Forget fancy cameras in your iPhone, or iOS 10, or the lack of a headphone jack. The real thing to celebrate out of today’s iPhone 7 announcement is the end of the piddly ass 16-gigabyte iPhone. That dreaded “out of storage warning” will now be a thing of the past...at least until you load up your 32GB iPhone with millions of videos of your cat doing something cute.
The new iPhone 7 models will start at 32GB. Sure, Apple will still be selling older models at the 16GB entry point, but the company’s started down the road of slowly moving away from 16GB. An acknowledgement that for years this has been regressive and stupid.
Apple was the last major holdout on the 16GB front. Other smartphone makers with finite amounts of storage in their phones have long since moved onto larger pastures. Even phones with expandable storage, like those from LG and Samsung, left the 16GB storage option in the dust.
Apple held that tiny, overpriced hill all on its own. Charging Apple iPhone 6s users a minimum $649 for the privilege of having a phone capable of storing no more than a year’s worth of apps and photographs. If you wanted to save cash you could spring for the cheaper 16GB iPhone SE. But still, a 16GB phone is total lunacy. Who would make such a thing?

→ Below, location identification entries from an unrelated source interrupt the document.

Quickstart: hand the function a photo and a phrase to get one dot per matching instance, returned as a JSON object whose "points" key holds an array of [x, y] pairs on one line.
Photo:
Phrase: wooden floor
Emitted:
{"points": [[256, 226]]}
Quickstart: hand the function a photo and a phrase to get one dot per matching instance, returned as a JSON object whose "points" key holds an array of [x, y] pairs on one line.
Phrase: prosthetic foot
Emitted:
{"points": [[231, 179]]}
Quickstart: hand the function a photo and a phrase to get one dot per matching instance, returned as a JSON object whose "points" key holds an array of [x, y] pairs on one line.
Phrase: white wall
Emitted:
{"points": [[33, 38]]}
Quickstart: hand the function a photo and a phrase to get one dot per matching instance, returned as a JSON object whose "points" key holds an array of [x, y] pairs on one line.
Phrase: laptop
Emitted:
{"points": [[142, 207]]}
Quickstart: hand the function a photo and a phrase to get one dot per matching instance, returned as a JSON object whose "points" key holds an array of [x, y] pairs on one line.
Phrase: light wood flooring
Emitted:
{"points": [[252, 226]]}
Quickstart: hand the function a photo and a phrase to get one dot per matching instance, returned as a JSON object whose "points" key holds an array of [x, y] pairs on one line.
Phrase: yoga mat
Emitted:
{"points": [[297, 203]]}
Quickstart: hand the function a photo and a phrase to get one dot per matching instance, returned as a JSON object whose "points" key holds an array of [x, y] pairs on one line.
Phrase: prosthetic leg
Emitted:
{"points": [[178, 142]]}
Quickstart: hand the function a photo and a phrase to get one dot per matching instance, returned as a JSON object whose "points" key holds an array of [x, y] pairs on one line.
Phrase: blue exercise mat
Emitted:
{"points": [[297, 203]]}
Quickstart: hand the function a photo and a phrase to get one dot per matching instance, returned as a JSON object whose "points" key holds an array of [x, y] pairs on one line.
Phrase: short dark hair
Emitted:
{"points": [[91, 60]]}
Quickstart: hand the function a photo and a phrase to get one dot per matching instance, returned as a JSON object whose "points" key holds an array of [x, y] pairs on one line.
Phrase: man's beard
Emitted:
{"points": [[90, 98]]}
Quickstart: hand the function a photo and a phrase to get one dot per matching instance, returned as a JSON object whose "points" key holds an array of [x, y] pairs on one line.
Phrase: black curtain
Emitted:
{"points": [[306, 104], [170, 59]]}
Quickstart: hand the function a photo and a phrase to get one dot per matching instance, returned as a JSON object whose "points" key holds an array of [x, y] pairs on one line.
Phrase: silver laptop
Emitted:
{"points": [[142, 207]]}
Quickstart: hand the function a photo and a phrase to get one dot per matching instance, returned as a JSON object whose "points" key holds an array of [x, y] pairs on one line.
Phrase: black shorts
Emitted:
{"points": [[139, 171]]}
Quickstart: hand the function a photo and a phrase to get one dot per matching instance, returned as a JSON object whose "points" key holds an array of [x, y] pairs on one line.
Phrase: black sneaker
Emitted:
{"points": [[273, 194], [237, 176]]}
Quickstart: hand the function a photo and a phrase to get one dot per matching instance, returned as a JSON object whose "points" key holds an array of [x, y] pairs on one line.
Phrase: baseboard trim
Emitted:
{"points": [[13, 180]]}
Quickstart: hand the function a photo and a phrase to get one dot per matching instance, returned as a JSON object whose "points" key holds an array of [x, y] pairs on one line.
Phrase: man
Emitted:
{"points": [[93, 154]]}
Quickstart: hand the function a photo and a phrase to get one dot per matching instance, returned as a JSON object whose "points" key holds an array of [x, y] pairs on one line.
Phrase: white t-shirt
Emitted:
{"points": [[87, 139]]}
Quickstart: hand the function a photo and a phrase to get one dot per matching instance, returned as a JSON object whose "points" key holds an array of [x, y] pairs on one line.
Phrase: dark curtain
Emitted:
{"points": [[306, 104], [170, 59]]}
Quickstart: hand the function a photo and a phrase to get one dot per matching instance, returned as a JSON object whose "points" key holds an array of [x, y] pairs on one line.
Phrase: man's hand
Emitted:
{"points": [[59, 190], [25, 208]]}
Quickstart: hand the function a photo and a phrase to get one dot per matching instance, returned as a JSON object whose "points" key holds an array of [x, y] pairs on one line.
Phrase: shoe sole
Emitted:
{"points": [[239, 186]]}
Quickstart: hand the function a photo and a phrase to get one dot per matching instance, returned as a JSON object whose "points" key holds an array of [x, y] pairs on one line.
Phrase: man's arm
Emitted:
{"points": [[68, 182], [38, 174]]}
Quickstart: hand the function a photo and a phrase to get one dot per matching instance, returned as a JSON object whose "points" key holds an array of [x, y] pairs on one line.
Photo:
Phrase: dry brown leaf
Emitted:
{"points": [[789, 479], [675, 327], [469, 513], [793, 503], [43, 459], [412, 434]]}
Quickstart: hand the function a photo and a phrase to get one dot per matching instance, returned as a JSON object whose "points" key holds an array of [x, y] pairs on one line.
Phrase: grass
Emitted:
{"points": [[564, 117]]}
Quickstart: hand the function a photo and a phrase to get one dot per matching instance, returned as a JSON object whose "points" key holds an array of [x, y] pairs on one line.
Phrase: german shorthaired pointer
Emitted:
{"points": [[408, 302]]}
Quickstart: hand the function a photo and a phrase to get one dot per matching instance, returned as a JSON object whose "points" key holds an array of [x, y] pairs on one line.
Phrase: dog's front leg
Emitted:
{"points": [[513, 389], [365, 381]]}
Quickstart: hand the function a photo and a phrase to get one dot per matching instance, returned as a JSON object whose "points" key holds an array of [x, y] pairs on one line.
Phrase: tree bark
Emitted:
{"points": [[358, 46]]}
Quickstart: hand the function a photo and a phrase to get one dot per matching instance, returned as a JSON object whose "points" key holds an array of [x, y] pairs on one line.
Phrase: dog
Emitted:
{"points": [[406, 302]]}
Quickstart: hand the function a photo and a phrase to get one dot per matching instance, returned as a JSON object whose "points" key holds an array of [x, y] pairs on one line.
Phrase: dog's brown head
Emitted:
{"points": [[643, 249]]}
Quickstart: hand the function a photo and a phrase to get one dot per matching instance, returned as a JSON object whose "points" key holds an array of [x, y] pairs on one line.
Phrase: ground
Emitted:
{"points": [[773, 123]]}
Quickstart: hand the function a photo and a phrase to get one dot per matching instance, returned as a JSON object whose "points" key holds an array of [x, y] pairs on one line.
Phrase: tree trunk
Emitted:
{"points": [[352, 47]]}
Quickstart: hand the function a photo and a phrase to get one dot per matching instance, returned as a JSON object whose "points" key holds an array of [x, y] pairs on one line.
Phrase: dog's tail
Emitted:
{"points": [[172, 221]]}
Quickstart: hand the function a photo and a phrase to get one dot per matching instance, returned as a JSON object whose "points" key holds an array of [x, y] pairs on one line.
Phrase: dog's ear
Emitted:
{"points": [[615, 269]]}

Remember, this wasn’t even really 16GB. Your available storage dropped when all the required apps and the operating system were crammed in, and it dropped further when you were forced to download a new OS update. Things got worse when you made the decision to add your own apps, many of which have seen their size balloon over the last few years. And then photos. How dare you take photos.
Like 8GB before it, 16GB just hasn’t been cutting it as a minimum size for an iPhone.
But now the 16GB iPhone is dead, and the 32GB iPhone has come to take its place as the entry point. Celebrate the death of the 16GB waste-of-cash by not making the same mistake many storage hungry iPhone users make. Splurge a little and get the bigger phone. You’ll appreciate it sooner than you think.